Caden Hawthorne desembarcó del avión y, armado con algo de información que había reunido sobre Leo Kensington, comenzó a preguntar por los alrededores. La barrera del idioma y otros problemas le causaron muchos inconvenientes, pero no mostró señales de rendirse. Usando inglés básico y software de traducción, no dejó piedra sin voltear en lugares que pudieran conocer el paradero de Leo Kensington.
Sin embargo, pasaron los días, y recorrió incansablemente esta tierra extranjera, pero aún así obtuvo resultados mínimos.
Pero Caden no se desanimó en lo más mínimo. Creía firmemente que la perseverancia eventualmente lo llevaría a las pistas clave, a encontrar a su amada esposa Vivian Lynch, y traerla a casa sana y salva.
—Joven Maestro Everett, nuestra gente descubrió que Caden Hawthorne ha venido al extranjero.
Al recibir la llamada, el rostro de Silas Everett cambió sutilmente, su puño repentinamente se apretó.
—Ese Caden… verdaderamente resistente, no puede morir, y no se quedará muerto.
—Joven Maestro Everett, ¿qué deberíamos hacer ahora?
—Ya que se atreve a venir, me atrevo a dejarlo venir y nunca regresar —Silas Everett sonrió con desdén—. Organiza algo de caos, aprovecha la oportunidad para matar a Caden Hawthorne. Una vez en el extranjero, ¡no creo que no podamos eliminarlo!
—Sí, Joven Maestro Everett.
—Toc toc toc… —Justo entonces, la voz de Vivian Lynch vino desde afuera.
—Silas, ¿estás adentro?
Silas Everett inmediatamente colgó la llamada y fue a abrirle la puerta a Vivian Lynch, su sonrisa ligeramente forzada.
—Naomi, ¿qué pasa?
—Solo quería preguntar cuándo volveremos a casa —Vivian Lynch realmente luchaba por adaptarse a la vida en el extranjero.
Especialmente porque la barrera del idioma hacía muy difícil para ella comunicarse con otros.

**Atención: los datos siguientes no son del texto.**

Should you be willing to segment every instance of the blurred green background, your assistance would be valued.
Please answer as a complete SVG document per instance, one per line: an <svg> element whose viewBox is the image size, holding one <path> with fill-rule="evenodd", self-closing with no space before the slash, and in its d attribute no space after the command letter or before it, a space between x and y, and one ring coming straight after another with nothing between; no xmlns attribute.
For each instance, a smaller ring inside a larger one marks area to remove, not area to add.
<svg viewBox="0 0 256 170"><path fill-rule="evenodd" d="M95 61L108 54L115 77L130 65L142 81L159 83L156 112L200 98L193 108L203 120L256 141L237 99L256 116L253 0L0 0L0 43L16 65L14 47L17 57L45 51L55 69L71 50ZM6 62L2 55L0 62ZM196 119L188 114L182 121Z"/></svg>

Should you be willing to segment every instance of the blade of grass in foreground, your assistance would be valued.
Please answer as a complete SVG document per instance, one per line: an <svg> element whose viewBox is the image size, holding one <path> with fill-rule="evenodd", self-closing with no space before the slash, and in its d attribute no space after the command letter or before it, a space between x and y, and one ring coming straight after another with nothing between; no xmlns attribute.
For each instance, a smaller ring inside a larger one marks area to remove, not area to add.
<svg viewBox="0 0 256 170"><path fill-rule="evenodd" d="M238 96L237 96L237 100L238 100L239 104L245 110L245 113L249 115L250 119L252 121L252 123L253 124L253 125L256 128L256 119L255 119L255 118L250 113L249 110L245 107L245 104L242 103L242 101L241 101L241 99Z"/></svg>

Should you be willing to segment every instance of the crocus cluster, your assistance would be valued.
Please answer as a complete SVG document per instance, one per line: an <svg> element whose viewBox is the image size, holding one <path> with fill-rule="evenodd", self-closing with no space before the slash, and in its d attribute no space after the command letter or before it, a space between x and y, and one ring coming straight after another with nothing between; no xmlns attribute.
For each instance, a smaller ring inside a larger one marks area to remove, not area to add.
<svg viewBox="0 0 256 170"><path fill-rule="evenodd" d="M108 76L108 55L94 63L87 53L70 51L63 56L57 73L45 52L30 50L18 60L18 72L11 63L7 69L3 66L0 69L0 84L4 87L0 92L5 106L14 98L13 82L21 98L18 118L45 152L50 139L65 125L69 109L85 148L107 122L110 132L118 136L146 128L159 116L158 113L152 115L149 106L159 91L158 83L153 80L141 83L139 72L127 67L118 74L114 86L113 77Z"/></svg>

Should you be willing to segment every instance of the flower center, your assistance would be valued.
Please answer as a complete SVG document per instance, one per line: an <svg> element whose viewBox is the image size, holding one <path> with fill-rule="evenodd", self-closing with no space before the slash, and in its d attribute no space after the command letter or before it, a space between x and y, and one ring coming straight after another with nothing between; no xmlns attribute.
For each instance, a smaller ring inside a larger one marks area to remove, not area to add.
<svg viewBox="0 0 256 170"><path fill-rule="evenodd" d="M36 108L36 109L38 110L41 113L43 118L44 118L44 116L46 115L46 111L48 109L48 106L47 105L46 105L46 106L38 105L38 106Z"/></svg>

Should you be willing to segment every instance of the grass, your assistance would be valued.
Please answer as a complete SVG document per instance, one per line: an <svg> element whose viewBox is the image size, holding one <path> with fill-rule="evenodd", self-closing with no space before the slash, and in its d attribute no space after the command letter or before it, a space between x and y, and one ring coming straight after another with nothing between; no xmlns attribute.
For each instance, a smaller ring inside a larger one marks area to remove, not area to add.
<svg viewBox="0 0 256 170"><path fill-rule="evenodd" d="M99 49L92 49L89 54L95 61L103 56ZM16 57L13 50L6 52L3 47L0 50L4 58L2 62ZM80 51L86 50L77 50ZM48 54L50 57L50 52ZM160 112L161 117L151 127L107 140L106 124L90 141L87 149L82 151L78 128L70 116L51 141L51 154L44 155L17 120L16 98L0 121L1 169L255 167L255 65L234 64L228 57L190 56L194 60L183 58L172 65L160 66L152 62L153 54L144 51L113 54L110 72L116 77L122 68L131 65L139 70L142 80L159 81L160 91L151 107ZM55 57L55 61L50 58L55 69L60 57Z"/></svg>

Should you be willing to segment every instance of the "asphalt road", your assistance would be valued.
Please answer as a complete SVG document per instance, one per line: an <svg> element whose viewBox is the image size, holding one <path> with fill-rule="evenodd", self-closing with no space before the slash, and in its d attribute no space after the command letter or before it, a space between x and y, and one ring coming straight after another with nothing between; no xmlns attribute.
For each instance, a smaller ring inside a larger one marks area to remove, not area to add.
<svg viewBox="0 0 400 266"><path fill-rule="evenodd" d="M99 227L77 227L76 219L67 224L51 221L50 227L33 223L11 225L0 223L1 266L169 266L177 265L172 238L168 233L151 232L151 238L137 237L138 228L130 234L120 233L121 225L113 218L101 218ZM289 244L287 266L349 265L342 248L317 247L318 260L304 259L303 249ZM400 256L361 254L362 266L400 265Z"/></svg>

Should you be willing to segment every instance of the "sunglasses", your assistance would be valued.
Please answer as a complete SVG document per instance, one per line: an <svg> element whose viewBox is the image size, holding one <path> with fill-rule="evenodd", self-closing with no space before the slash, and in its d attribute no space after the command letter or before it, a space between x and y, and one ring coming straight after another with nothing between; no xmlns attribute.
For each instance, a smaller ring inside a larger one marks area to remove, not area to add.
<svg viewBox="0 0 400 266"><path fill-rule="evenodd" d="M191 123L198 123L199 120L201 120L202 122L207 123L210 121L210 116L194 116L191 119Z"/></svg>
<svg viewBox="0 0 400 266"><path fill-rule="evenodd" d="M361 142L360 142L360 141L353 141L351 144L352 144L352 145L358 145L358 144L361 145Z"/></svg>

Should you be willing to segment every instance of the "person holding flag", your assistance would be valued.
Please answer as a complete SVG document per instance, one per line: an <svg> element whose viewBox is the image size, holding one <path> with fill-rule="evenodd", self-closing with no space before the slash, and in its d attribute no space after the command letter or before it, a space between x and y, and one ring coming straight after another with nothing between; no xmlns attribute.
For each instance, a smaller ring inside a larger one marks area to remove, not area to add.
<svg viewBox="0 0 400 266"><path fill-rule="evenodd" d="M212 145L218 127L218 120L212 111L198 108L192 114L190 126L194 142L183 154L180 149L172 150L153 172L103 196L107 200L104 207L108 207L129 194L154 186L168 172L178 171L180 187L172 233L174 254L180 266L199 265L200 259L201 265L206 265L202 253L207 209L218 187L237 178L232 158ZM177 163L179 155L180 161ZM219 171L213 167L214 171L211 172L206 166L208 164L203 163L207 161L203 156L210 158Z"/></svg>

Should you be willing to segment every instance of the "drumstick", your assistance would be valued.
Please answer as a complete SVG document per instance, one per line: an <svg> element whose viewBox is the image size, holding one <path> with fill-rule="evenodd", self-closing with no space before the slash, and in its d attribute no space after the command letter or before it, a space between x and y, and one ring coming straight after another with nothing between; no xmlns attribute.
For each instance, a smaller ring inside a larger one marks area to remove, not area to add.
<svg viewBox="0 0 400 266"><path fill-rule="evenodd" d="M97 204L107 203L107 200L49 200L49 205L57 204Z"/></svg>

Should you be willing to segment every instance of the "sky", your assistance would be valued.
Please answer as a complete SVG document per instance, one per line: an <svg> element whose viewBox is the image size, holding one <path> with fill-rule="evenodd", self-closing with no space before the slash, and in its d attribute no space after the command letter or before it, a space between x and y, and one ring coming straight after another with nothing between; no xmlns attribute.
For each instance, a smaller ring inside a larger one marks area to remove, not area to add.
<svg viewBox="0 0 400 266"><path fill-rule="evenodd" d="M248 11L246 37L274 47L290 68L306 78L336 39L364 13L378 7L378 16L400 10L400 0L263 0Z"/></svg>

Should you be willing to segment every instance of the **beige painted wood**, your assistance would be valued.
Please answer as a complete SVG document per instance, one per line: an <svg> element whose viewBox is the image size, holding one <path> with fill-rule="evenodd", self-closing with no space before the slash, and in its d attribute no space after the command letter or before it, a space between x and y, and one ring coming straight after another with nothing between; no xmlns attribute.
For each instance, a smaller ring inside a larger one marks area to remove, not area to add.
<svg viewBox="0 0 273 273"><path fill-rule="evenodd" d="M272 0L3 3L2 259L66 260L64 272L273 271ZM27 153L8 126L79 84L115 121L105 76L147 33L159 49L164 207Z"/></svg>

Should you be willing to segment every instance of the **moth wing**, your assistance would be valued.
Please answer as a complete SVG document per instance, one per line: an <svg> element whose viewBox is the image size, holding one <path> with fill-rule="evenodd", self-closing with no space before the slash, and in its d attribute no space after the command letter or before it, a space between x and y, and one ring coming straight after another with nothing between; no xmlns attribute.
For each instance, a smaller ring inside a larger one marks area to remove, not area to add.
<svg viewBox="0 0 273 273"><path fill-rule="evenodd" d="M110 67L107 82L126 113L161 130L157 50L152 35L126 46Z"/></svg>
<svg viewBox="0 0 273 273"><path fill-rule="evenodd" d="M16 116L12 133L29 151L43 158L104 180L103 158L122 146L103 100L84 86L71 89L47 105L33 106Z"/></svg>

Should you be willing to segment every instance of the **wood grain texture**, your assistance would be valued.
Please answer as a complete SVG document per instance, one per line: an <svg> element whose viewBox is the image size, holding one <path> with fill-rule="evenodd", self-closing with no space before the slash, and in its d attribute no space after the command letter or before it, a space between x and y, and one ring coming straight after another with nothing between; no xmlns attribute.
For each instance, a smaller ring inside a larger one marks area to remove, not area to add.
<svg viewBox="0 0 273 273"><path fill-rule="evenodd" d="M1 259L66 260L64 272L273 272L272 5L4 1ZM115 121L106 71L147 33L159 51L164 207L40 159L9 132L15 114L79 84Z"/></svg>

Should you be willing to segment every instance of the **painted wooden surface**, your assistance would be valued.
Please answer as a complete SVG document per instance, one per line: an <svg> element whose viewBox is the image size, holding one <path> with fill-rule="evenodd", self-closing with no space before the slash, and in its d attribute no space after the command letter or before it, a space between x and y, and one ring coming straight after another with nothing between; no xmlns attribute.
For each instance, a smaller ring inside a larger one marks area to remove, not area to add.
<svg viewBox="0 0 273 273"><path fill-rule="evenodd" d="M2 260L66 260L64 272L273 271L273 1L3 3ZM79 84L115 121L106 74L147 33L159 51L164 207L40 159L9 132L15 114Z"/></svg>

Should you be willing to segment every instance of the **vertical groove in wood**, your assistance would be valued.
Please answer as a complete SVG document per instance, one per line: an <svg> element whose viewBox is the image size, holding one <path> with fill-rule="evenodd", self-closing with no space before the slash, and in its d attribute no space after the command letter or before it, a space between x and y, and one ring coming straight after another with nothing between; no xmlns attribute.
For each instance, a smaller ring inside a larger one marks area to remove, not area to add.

—No hay prisa, Naomi, parece que tenemos que mudarnos de nuevo.
Vivian Lynch parecía desconcertada.
—¿Por qué nos mudamos de repente?
—Los enemigos quieren matarnos, debemos irnos de aquí, te llevaré a otro país para escondernos.
—¿Quién? —preguntó Vivian Lynch con curiosidad—. ¿Tenemos enemigos?
—Por supuesto, Naomi, quizás no lo sepas, pero la muerte de tu madre Violet White fue causada por la Familia Hawthorne.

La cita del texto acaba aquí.